Friends Don't Speak
By: Eric Greenwood
Wise beyond its teenage years, Jackson, Mississippi's Fletcher produces a challenging set of gut-wrenching rock played with astute technical precision and a penchant for off-kilter time signatures and unexpected stops and starts. The band goes out of its way to distance itself from all that is emo, but I'm not exactly buying it. The emotional outpouring isn't bathed in histrionics or attention-grabbing stunts, but it is central to the band's message, even if it is supported with enough tension to back it all up (much akin to Roadside Monument or, perhaps, even early Cursive). The aggression and angst seem genuine, which in a way do somehow separate Fletcher from the shameless droves of crybaby, mall punk nightmares named after classic literature and midwestern beltways.

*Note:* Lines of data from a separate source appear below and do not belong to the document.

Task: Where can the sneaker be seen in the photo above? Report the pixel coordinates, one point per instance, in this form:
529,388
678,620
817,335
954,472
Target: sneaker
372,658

The cascading textures of "The Army Arose" prove Fletcher is not naïve to the art of dexterous math-rock, either. It's all rather impressive for a band so young. Jesse Coppenbarger's voice switches seamlessly between restrained singing and a guttural rasp. The band's debut album, Friends Don't Speak, was recorded in a quick burst early last year in Atlanta by Matt Goldman (Jet By Day, Copeland), where Coppenbarger made his vocal passes in one take. In the end, though, it's the complex guitar interplay that steals the show, but the potential for greatness looms large within Fletcher's sphere.